Protective role of PI3-kinase/Akt/eNOS signaling in mechanical stress through inhibition of p38 mitogen-activated protein kinase in mouse lung.

AIM

To test the hypothesis that PI3K/Akt/eNOS signaling has a protective role in a murine model of ventilation associated lung injury (VALI) through down-regulation of p38 MAPK signaling.

METHODS

Male C57BL/J6 (wild-type, WT) or eNOS knockout mice (eNOS(-/-)) were exposed to mechanical ventilation (MV) with low (LV(T), 7 mL/kg) and high tidal volume (HV(T), 20 mL/kg) for 0-4 h. A subset of WT mice was administered the specific inhibitors of PI3K (100 nmol/L Wortmannin [Wort], ip) or of p38 MAPK (SB203580, 2 mg/kg, ip) 1 h before MV. Cultured type II alveolar epithelial cells C10 were exposed to 18% cyclic stretch for 2 h with or without 20 nmol/L Wort pretreatment.
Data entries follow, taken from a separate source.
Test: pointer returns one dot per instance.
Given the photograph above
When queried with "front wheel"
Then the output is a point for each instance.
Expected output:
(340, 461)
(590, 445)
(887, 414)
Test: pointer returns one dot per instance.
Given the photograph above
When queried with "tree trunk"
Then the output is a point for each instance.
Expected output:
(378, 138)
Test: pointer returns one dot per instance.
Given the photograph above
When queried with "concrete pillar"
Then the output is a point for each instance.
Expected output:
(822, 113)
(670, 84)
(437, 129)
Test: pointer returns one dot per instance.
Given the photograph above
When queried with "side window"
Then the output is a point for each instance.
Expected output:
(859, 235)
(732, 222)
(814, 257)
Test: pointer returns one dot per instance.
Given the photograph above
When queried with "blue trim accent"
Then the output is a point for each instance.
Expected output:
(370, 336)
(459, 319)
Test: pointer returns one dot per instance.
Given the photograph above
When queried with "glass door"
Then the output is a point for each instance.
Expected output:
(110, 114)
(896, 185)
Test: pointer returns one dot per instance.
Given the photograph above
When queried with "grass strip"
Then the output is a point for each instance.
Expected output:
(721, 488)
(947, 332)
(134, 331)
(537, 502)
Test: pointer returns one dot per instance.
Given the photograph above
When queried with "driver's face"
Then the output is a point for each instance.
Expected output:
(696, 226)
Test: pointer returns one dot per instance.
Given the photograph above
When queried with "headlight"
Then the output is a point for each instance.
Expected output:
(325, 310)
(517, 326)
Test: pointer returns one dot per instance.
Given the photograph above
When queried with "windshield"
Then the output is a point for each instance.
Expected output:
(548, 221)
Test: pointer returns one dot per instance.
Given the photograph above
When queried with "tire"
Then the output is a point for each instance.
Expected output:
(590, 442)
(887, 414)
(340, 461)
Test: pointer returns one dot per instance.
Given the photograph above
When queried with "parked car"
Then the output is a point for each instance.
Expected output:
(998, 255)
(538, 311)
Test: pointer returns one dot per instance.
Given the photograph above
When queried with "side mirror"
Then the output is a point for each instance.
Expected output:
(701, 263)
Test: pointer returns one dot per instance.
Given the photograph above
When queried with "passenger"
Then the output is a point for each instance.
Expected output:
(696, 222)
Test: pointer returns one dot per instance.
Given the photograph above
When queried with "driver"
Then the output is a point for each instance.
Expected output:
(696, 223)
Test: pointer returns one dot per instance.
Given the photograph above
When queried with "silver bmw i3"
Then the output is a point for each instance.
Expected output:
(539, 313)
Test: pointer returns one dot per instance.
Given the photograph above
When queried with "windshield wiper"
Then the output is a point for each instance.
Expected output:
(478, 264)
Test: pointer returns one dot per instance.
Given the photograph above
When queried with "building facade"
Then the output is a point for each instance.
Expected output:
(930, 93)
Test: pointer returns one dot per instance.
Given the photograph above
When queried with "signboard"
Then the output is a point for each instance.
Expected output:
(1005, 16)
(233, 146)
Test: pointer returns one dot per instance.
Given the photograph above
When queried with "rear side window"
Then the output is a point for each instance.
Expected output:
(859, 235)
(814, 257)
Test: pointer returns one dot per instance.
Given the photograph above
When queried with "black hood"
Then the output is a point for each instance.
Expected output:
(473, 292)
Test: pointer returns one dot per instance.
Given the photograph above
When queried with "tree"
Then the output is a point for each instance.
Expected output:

At the end of the experiment, the capillary leakage in vivo was assessed by extravasation of Evans blue dye (EBD), wet/dry weight ratio and lung lavage protein concentration. The lung tissue and cell lysate were also collected for protein and histological review.

RESULTS

MV decreased PI3K/Akt phosphorylation and eNOS expression but increased phospho-p38 MAPK expression along with a lung leakage of EBD. Inhibitions of phospho-Akt by Wort worsen the lung edema, whereas inhibition of p38 MAPK kinase restored activation of Akt together with alleviated capillary leakage. eNOS(-/-) mice showed an exacerbated lung edema and injury. The stretched C10 cells demonstrated that Wort diminished the activation of Akt, but potentiated phosphorylation of MAPK p38.

CONCLUSION

Our results indicate that PI-3K/Akt/eNOS pathway has significant protective effects in VALI by preventing capillary leakage, and that there is a cross-talk between PI3K/Akt and p38 MAPK pathways in vascular barrier dysfunction resulting from VALI.